I have a new nickname for Kerry Hyder: The Drive Killer. Hyder’s motor is already so high, maybe the highest on the team, yet he finds a way to turn his motor up even higher on third downs.

In the first half, Hyder hit Jared Goff to force an incompletion on third down. Later on in the first half, he sacked Jared Goff on a 2nd and 11, which resulted in 3rd and 20.

In the second half, Hyder had another hit on Goff to force a 3rd down incompletion. Later on, just like the first half, he followed up his hit with another sack.
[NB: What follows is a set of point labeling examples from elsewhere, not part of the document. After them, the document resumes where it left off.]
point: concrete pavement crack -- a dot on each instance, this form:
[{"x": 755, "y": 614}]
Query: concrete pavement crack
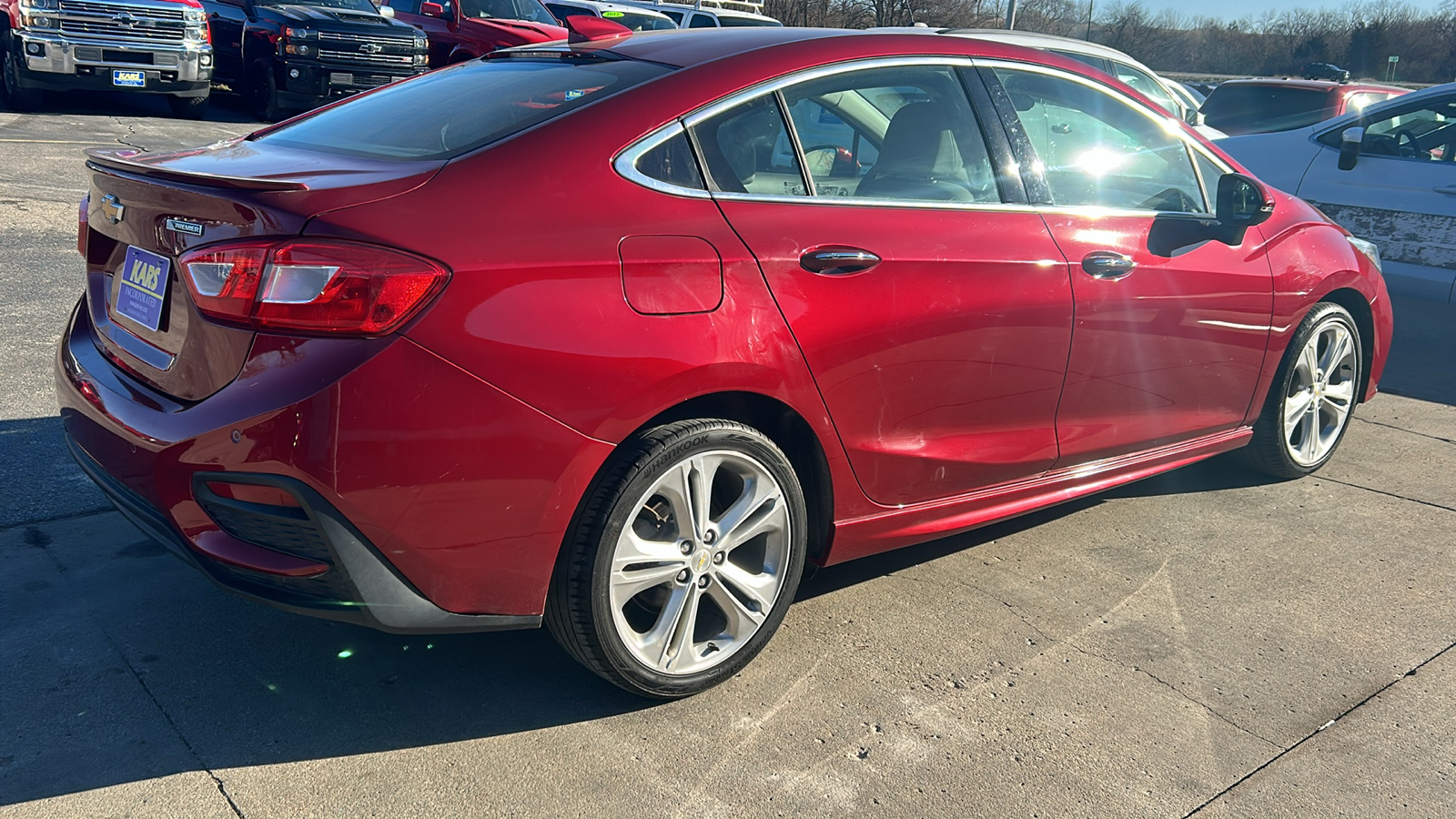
[
  {"x": 222, "y": 789},
  {"x": 1404, "y": 430},
  {"x": 131, "y": 131},
  {"x": 1383, "y": 493},
  {"x": 1106, "y": 659},
  {"x": 1321, "y": 729},
  {"x": 69, "y": 516}
]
Kerry the “drive killer” Hyder now has 7.5 sacks on the year. The mark leads the 49ers, and ranks tied for ninth in the NFL.

4) Special Teams

The 49ers’ special teams unit absolutely killed them in their road loss against the Saints. From giving up long kick returns to muffing punts, you name it, the 49ers’ special team unit committed it.

It was the exact opposite story against the Rams. If it weren’t for a Robbie Gould missed 50-yard field goal right before halftime, I’d say it was a flawless afternoon for the unit.

Gould recovered exceptionally well from his missed field goal, as he went three for three in the second half. Including the game-winning field goal as time expired. Gould is now 16 for 18 on the year.

Punting wise, both as the punting team and returning team, Mitch Wishnowsky and Trent Taylor did their part extremely well.

Wishnowsky punted a career-high seven times, for 357 yards, and pinned the Rams inside their own 15 yard line on multiple occasions.

Taylor had his best outing as a punt returner this season, and bounced back admirably after a blunder against the Saints. Taylor was excellent in his decision making, and when opting to return punts, picked up solid yardage.

His deke on the Rams final punt of the game resulted in a touchback, instead of the 49ers getting pinned deep in their own territory. Taylor’s deception on that specific punt, is the unsung play of the game.

It was a great day for the 49ers special teams unit, including long snapper Taybor Pepper, who has been flawless since taking over for Kyle Nelson.

5) Richard Sherman

Richard Sherman was one of the many 49ers who were welcomed back this week against the Rams. Sherman silenced a lot of his doubters, myself included, and put together a high-quality performance.

In certain ways he does limit the 49ers defense, but there is no denying the team is better when he’s in uniform. He was excellent against the run, picking up a tackle for loss, and used his wits in coverage to intercept Goff.

Aside from Fred Warner, there has been a huge void in leadership. Sherman’s presence will certainly fill a lot of that void for the remainder of the season.

6) Kevin Givens

From the start of this game, Kevin Givens was jumping off the page. On the first play of the game, he got into the backfield to disrupt a running play. A few plays later, he combined with Arik Armstead --who also played very well -- for a tackle for loss. To end the drive, he recovered a fumble forced by Ward. That all happened on the Rams’ first drive of the game.

He was disruptive all day long, and forced the hit on Goff, which resulted in Javon Kinlaw’s first career interception and touchdown. The former un-drafted rookie is really making his presence felt, and he’s a player I’m looking forward to watching the most as the season slowly comes to an end.